- Rice: Congress must authorize AUMF, president needs "recourse to all elements of American power"
- U.N. nuclear watchdog: "essential and urgent" for Iran to address nuke program
- After Suez terror attempt, Egypt expands anti-jihadist campaign with Apache helicopters
- After Liberal victory, analysts expect boost in Australian-Israeli relations
What we’re watching today:
- National Security Adviser Susan Rice addressed the New America Foundation today and forcefully argued that Congress should approve President Barack Obama's request for an authorization for the use of military force against Syria. Rice emphasized that denying the President's request would not just negatively impact the U.S.'s ability to affect the Syrian conflict, but would be taken as an indication that "the United States is not prepared to use the full range of tools necessary to keep our country safe." She called attention to the need for presidential flexibility, arguing that "any president, Republican or Democrat, must have recourse to all elements of American power to design and implement our national security policy — diplomatic, economic or militaristic President's flexibility on foreign affairs." The administration is launching what the Washington Post describes as “an intensive public and private lobbying push,” which will include a prime-time address to the American public on Tuesday. Syrian media, meanwhile, is gloating that the request for authorization is "the start of the historic American retreat" from the global stage. Congress is expected to begin voting on the request as early as Wednesday.

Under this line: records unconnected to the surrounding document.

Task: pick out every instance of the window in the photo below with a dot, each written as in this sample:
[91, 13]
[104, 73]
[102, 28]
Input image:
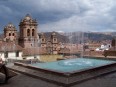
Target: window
[17, 54]
[33, 32]
[55, 39]
[42, 39]
[13, 34]
[28, 32]
[9, 34]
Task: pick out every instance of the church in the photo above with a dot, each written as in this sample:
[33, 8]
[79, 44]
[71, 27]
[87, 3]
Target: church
[27, 41]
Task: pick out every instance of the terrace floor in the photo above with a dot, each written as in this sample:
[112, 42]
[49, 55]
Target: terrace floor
[21, 80]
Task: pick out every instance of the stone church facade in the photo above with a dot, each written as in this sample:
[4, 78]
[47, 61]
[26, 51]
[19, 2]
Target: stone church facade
[28, 36]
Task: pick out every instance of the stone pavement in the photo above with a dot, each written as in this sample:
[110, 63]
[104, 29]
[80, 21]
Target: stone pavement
[21, 80]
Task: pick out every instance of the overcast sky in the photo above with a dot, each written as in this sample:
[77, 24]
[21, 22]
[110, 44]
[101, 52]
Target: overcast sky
[61, 15]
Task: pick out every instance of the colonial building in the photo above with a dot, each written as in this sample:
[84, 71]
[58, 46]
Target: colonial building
[10, 33]
[50, 43]
[28, 32]
[28, 36]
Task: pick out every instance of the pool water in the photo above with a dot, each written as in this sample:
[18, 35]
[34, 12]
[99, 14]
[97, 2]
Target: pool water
[71, 65]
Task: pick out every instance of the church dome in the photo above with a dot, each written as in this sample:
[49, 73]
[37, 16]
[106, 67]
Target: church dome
[27, 17]
[10, 26]
[28, 20]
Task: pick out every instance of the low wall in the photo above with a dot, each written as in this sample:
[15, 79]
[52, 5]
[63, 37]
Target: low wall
[63, 79]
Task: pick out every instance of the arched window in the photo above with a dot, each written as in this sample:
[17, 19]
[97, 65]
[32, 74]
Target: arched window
[9, 34]
[28, 32]
[33, 32]
[13, 34]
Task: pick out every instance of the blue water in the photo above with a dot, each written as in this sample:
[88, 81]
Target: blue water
[72, 64]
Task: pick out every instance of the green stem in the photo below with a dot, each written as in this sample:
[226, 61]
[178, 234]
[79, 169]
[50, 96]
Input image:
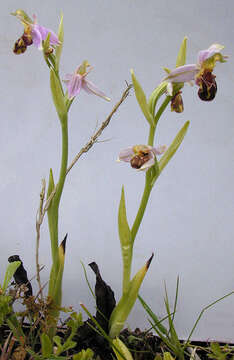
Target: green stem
[141, 210]
[148, 177]
[53, 211]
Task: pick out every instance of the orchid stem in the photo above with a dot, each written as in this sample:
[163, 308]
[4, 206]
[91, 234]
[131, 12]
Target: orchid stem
[53, 211]
[148, 178]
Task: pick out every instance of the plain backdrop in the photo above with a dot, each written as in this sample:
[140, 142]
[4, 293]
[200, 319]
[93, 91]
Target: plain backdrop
[189, 220]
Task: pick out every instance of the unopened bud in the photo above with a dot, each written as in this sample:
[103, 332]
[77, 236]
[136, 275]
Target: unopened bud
[208, 86]
[177, 103]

- The head of the United Nation’s nuclear watchdog declared today that it was "essential and urgent" for Iran to address international concerns regarding its nuclear program, emphasizing that Tehran must cease stonewalling inspections of its enrichment activities and what is widely suspected to be weaponization work. Yukiya Amano was explicit that the International Atomic Energy Association (IAEA) could not substantiate, due to a lack of cooperation from Tehran, Iranian claims that its nuclear program is entirely peaceful. Amano’s statements echoed comments made by U.S. Ambassador to the U.N. Samantha Power, who last week said that the U.S. is troubled by recent developments. Power specifically cited work at Iran's Arak facility, which if developed further will position the Islamic republic to produce materials sufficient for the production of two plutonium-based nuclear bombs every year. Alongside its plutonium work, Iran has - per the most recent IAEA report [PDF] - continued to lock in nuclear infrastructure that will enable Tehran to produce a uranium-based nuclear bomb. The U.S.-based Institute for Science and International Security (ISIS) estimates that [PDF] Iran will have that capability - which would see the Islamic republic dashing across the nuclear finish line before Western powers could detect and intervene - by mid-2014.

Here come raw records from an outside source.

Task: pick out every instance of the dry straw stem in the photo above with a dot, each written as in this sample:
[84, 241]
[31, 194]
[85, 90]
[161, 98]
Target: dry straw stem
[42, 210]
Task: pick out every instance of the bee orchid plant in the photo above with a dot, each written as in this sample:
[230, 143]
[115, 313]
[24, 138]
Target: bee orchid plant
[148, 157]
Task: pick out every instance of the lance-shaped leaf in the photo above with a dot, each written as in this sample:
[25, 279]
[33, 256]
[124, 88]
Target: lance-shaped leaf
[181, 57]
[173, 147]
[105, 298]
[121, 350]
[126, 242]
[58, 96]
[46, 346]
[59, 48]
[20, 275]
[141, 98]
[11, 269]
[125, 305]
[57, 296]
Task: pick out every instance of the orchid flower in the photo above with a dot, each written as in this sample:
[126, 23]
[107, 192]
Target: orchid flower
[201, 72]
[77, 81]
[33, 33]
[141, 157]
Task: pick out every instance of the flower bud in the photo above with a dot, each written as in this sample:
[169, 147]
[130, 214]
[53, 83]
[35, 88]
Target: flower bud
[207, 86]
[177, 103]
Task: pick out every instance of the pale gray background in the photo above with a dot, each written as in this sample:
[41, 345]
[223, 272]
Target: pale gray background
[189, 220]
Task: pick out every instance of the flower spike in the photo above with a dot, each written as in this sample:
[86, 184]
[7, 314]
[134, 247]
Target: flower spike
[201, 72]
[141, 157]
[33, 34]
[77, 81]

- Egypt has expanded an ongoing anti-terrorism campaign in the Sinai Peninsula targeting jihadist networks that have in recent months deepened and consolidated efforts to foment instability and violence in the territory and beyond.The Egyptian army deployed helicopters to back troops that have been operating near the border between the Sinai and the Hamas-controlled Gaza Strip. The campaign comes in the wake of an assassination attempt on the interior minister of Cairo's army-backed interim government, and after Egyptian security officials foiled a terror plot targeting the Suez Canal. Suez Canal Authority sources said a rocket-propelled grenade was used in an attack, which targeted a container ship and sent shock waves through insurance and shipping markets. Keeping the Suez Canal open and stable is broadly considered to be a key U.S. geopolitical interest. Analysts have also pointedly noted that U.S. arms are proving critical to Egyptian army's campaign to stabilize the Sinai and prevent further attacks.
- The results of Australia's election Saturday night, which saw Tony Abbott's Liberal Party sweep into power, are expected to result in stronger relations between Canberra and Jerusalem. Abbott had been enthusiastic about describing himself as "a friend of Israel – always have been, always will be," and he criticized Prime Minister Kevin Rudd's government for allowing bilateral relations to slip. Further down on the ballot list, the Green Party found itself scrambling to address accusations that some of its members supported efforts to boycott Israel, a position that became a political liability in local elections. Australian media reported last month that a future government "would also take a harder line against the ‘boycott, divestment and sanctions’ campaign against Israel."